Quick Google Colab setup for Part 2 week 1 along with pascal VOC dataset

(Sourabh Dattawad) #1

The following script handles fast.ai setup along with dataset required for Part 2 week 1. Open your notebook, turn on the GPU and just run the script.

!pip install https://github.com/fastai/fastai/archive/master.zip
!pip install opencv-python
!apt update && apt install -y libsm6 libxext6
!pip3 install http://download.pytorch.org/whl/cu80/torch-0.3.0.post4-cp36-cp36m-linux_x86_64.whl 
!pip3 install torchvision
!mkdir data
!wget http://pjreddie.com/media/files/VOCtrainval_06-Nov-2007.tar -P data/
!wget https://storage.googleapis.com/coco-dataset/external/PASCAL_VOC.zip -P data/
!tar -xf data/VOCtrainval_06-Nov-2007.tar -C data/
!unzip data/PASCAL_VOC.zip -d data/
!rm -rf data/PASCAL_VOC.zip data/VOCtrainval_06-Nov-2007.tar

Thank you @binga for suggesting the edit.

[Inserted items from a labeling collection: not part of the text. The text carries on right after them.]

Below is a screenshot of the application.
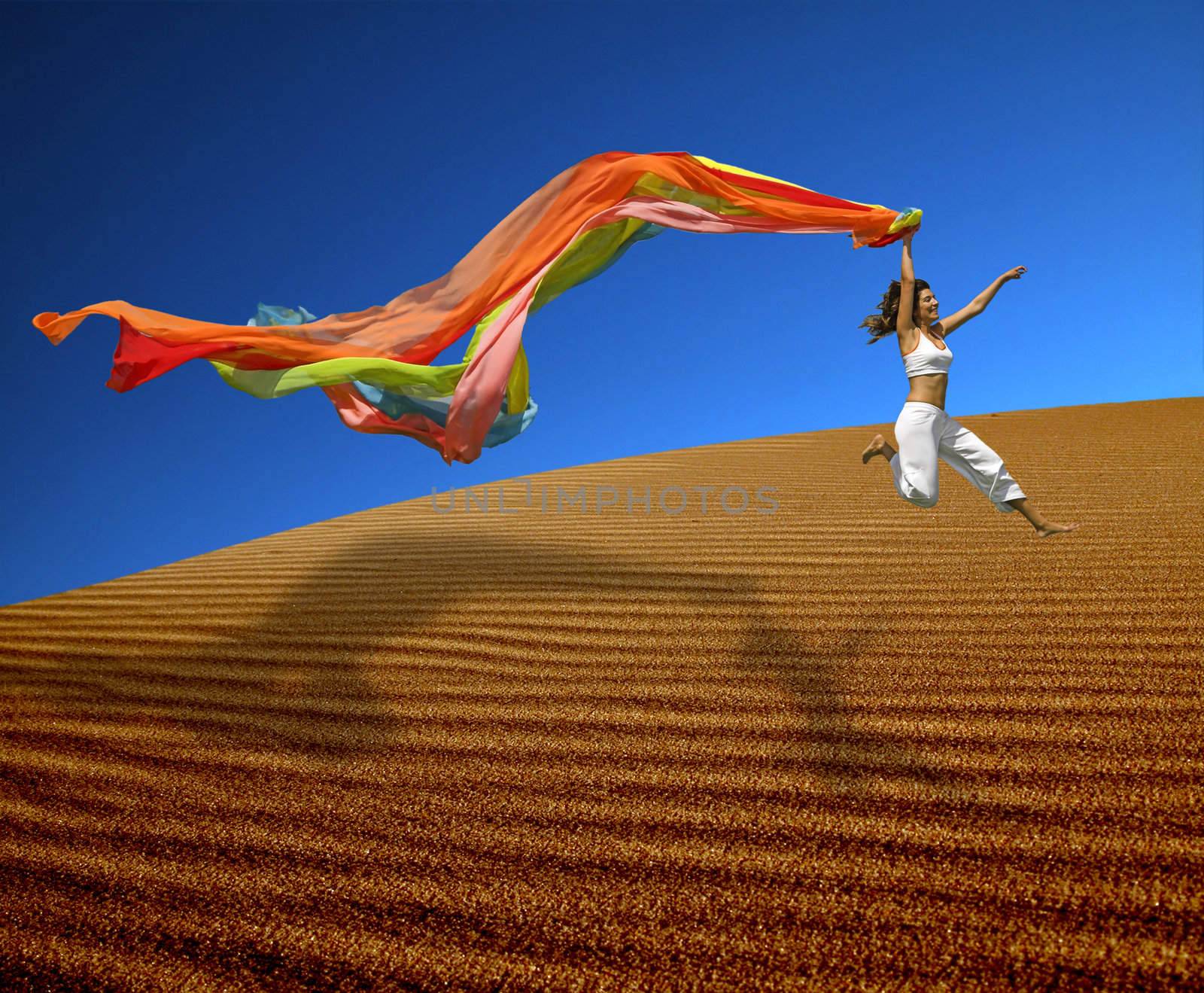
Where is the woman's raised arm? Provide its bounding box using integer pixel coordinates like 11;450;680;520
895;227;920;331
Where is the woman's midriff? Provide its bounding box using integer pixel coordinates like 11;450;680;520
907;373;949;410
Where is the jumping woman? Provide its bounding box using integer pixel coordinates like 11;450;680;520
859;228;1079;538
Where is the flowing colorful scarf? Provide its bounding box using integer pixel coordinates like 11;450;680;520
34;152;921;465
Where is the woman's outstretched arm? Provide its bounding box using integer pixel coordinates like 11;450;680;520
895;227;920;331
969;265;1027;313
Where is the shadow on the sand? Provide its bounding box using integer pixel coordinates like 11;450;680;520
0;527;955;794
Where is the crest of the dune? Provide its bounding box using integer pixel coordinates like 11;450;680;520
0;398;1204;991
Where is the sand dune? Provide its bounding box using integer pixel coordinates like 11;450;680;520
0;398;1204;991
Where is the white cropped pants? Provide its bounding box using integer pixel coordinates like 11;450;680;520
891;400;1025;513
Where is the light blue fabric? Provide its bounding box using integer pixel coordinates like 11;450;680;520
247;302;537;448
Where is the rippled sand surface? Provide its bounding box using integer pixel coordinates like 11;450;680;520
0;398;1204;991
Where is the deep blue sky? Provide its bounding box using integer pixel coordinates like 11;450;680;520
0;0;1204;602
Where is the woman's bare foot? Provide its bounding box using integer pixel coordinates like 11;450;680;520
861;435;886;463
1037;524;1080;538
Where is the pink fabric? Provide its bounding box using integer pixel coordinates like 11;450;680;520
443;196;819;465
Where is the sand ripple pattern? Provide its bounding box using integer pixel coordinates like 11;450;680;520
0;398;1204;991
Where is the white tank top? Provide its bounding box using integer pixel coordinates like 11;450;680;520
903;327;953;379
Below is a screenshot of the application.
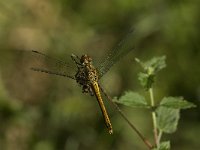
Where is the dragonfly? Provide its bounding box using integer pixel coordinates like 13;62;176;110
30;31;134;134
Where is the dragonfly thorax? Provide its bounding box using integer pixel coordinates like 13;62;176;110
80;54;92;65
75;55;98;95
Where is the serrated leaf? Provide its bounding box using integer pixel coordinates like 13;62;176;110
156;106;180;133
138;72;154;90
113;92;149;108
159;141;170;150
135;56;166;90
160;97;196;109
153;141;170;150
135;56;166;74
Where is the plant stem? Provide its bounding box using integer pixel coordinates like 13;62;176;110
149;88;159;147
99;85;153;150
158;130;163;148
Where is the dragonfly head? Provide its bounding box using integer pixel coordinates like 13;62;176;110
80;54;92;64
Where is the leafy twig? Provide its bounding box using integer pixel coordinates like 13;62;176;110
100;86;153;150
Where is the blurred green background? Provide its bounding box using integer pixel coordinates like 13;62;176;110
0;0;200;150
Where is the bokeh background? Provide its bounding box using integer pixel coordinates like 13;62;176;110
0;0;200;150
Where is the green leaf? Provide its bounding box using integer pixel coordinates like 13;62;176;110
159;141;170;150
113;91;149;108
156;106;180;133
135;56;166;90
153;141;170;150
138;72;155;90
160;97;196;109
135;56;166;74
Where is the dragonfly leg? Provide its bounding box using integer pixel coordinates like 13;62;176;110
71;54;81;65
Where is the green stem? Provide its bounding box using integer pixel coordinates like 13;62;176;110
158;130;163;148
149;88;159;147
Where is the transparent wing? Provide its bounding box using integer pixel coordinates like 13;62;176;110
15;50;76;79
97;31;134;78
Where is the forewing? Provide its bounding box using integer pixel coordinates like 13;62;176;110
97;31;134;78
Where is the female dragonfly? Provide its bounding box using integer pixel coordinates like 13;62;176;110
31;29;134;134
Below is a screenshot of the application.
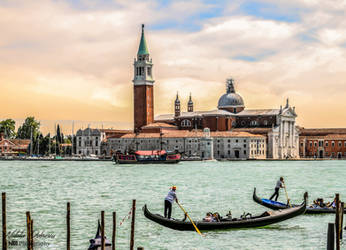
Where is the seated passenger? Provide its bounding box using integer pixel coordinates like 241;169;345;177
213;213;220;222
203;213;214;222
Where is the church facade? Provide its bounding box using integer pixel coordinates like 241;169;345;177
103;25;299;159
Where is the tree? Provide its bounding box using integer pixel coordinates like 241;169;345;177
17;117;40;139
0;119;16;138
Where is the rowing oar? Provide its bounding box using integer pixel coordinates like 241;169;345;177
284;183;292;207
177;201;203;236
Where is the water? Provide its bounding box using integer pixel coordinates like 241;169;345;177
0;161;346;249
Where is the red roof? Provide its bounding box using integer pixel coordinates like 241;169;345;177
136;150;166;155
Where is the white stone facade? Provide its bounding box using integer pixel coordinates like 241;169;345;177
76;128;106;156
102;131;267;159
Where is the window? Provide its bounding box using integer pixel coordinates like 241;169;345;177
181;119;191;127
250;121;257;126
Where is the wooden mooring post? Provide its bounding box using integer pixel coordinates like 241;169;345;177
1;193;7;250
112;212;117;250
335;194;344;250
327;223;335;250
26;211;32;250
66;202;71;250
130;200;136;250
101;211;105;250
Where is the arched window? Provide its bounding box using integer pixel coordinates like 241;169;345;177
181;119;191;127
250;121;257;126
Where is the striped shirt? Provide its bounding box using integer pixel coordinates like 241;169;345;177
165;190;177;203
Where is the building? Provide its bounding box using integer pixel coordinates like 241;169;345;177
0;134;30;155
76;128;106;156
103;127;267;159
133;24;154;131
299;128;346;159
155;79;299;159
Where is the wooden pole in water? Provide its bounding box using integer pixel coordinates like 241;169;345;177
130;200;136;250
327;223;334;250
30;219;34;250
26;211;31;250
101;211;105;250
66;202;71;250
112;212;117;250
2;193;7;250
340;202;345;240
335;194;340;250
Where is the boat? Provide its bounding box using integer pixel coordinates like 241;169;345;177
115;150;181;164
143;193;306;231
252;188;346;214
88;221;112;250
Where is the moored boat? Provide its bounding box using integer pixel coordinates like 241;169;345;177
143;193;306;231
115;150;181;164
88;221;112;250
252;188;346;214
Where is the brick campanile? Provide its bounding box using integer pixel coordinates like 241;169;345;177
133;24;154;131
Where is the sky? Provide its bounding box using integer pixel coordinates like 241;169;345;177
0;0;346;133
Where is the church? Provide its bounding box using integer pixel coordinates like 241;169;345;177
128;25;299;159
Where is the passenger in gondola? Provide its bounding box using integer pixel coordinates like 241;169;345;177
164;186;178;219
269;177;285;201
327;198;336;208
203;212;213;222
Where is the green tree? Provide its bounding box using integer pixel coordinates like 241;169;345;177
17;117;40;139
0;119;16;139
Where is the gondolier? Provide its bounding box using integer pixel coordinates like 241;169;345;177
164;186;178;219
269;177;285;201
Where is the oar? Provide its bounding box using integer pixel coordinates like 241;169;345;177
177;201;203;236
284;183;292;207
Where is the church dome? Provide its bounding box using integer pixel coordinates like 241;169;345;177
217;93;244;108
217;79;245;113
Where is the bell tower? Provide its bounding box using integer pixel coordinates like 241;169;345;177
133;24;154;131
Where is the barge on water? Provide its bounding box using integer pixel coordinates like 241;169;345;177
114;150;181;164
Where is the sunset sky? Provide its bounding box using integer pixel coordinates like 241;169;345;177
0;0;346;135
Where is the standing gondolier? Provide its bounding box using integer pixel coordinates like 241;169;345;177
164;186;178;219
269;177;285;201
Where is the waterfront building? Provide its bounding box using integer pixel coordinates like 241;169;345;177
299;128;346;159
133;24;154;131
0;134;30;156
76;128;106;156
103;125;267;159
155;79;299;159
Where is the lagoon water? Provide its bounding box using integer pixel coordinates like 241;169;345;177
0;161;346;249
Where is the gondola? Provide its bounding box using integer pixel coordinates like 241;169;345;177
252;188;346;214
143;193;306;231
88;221;112;250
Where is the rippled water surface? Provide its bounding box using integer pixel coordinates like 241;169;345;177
0;161;346;249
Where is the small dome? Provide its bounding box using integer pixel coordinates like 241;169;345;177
217;93;244;108
217;78;244;109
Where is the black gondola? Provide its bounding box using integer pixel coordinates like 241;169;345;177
143;193;306;231
88;221;112;250
252;188;346;214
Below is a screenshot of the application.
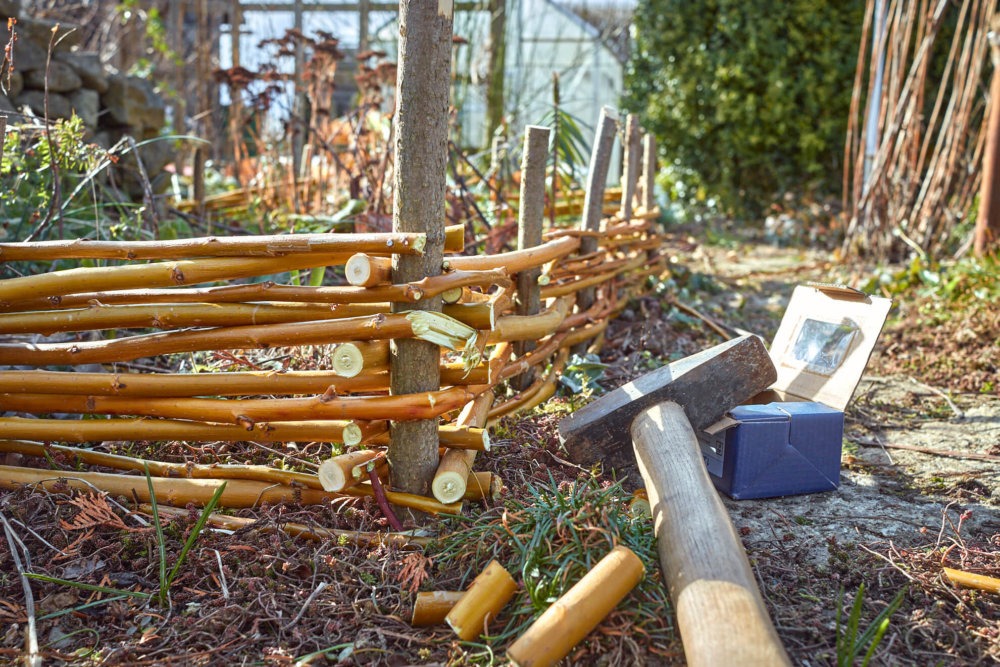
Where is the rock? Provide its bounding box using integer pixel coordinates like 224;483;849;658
3;70;24;98
0;0;21;19
24;60;83;93
68;88;101;131
15;16;83;53
101;74;166;137
14;90;73;119
54;51;108;94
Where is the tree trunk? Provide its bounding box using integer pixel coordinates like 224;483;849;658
975;17;1000;257
389;0;452;495
485;0;507;145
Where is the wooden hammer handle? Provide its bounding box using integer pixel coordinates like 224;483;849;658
632;402;791;667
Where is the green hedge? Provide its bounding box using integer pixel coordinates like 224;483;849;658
624;0;864;215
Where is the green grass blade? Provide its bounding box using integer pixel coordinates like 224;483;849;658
166;482;226;588
142;463;167;606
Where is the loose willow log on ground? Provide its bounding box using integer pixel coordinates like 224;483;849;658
410;591;465;628
0;466;462;514
445;560;517;641
148;503;431;547
507;546;646;667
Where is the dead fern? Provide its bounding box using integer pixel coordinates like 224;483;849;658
59;493;130;530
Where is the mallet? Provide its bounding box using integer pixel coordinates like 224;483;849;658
559;336;791;667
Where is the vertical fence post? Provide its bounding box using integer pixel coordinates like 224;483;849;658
573;107;618;354
621;113;642;222
514;125;552;389
388;0;453;506
642;134;656;213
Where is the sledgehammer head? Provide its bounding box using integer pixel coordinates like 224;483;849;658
559;336;777;486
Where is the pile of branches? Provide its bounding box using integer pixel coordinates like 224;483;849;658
843;0;996;261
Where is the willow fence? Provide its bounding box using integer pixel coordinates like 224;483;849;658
0;113;664;528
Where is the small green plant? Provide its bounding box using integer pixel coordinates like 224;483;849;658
145;466;226;607
559;354;608;398
837;583;906;667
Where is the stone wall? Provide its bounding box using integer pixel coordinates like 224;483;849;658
0;0;173;197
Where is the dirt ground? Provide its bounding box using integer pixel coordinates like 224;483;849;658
0;240;1000;665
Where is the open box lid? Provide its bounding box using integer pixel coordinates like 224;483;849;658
769;284;892;410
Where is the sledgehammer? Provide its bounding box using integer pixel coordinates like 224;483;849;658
559;336;791;667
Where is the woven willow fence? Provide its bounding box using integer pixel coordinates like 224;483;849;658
0;115;663;524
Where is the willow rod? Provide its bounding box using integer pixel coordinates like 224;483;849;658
0;440;323;489
0;253;350;303
0;466;461;514
0;385;487;426
444;238;580;273
0;233;427;262
0;268;510;312
0;302;495;336
0;360;488;398
0;417;384;443
0;311;464;366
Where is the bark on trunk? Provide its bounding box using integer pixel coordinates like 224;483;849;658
389;0;452;495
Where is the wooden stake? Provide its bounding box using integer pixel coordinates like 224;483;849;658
507;545;646;667
973;14;1000;257
514;125;552;389
642;134;656;213
573;107;618;354
621;113;642;221
410;591;465;628
448;560;517;641
389;0;454;494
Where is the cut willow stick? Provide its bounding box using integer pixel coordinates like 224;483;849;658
0;440;323;489
410;591;465;628
0;233;427;262
0;311;476;368
0;466;462;514
148;503;431;547
941;567;1000;593
369;424;490;452
317;449;382;490
0;301;389;336
0;362;492;398
507;545;646;667
0;253;350;303
444;238;580;273
0;370;390;398
0;385;488;420
0;417;385;444
344;253;392;287
0;270;511;312
488;298;571;344
0;466;340;509
462;470;503;501
445;560;517;641
431;391;493;503
444;224;465;252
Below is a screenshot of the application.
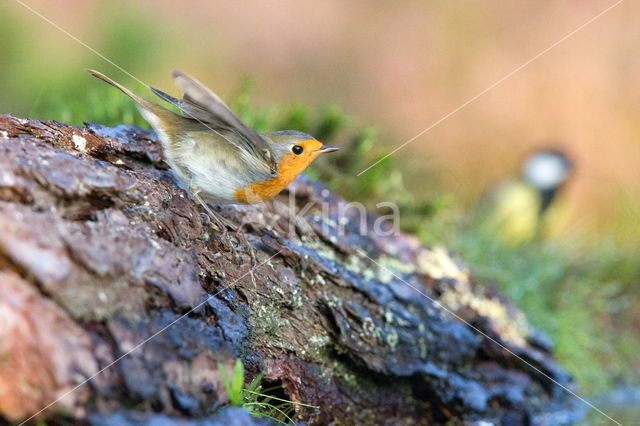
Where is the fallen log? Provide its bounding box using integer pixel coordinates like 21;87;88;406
0;115;580;425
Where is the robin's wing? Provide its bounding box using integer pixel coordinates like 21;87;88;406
151;70;277;172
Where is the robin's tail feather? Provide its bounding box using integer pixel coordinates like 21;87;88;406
87;69;182;127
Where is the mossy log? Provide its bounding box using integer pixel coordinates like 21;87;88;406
0;115;578;425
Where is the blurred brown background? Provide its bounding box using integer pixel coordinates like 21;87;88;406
0;0;640;241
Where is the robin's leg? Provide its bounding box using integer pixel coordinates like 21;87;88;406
191;189;256;264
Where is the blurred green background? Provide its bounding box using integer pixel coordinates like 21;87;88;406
0;0;640;402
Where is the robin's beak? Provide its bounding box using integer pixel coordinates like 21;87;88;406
316;145;340;154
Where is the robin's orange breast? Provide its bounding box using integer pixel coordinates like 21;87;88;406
233;176;295;204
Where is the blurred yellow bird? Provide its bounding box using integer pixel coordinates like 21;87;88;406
484;150;573;245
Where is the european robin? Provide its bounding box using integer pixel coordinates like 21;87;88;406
485;149;573;245
88;70;338;206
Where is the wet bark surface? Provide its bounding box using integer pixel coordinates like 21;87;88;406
0;116;578;425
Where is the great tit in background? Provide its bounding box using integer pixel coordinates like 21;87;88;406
482;149;573;246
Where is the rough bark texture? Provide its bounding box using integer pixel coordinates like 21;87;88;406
0;116;576;425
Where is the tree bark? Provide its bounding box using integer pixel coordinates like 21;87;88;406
0;115;580;425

Making the most out of Part 2 v2
(Vitaly Bushaev) #2

Thanks! It’s very useful!

(WG) #3

The Google Colab thing is kinda amazing!

Am I missing something or is it free? What are the restrictions/limitations and how does it compare with using AWS, Paperspace, Crestle, et. al.???

(Vitaly Bushaev) #4

it is free. they only let you use GPU for 12 hours straight. And if connection is ever lost, you have to start all over again.

(Vitaly Bushaev) #5

Also I’ve heard reports that GPU memory is often shared and it’s only luck which decides how much memory you’ll have :slight_smile:

(Nikhil B ) #6

Great resource, will give it a try. Hopefully, the first lesson shouldnt cause resource issues!

(WG) #7

Still … in terms of getting up and running quickly, this kinda blew my mind.

I was fully prepared to encounter and troubleshoot a bunch of issues, but instead I can just start coding. It may not be the ideal setup for ML solutions long term, but imho it should be the de facto environment for folks starting with part 1 of the course.

(Phani Srikanth) #8

On the contrary, my experience with Colab has been quite good. Most often had 11G memory to myself.

Also, @wgpubs Colab is backed by a K80 GPU similar to a p2.xlarge instance. So, the speed is similar. However, for faster training times, you’d like a p3.xlarge (which has 16G RAM).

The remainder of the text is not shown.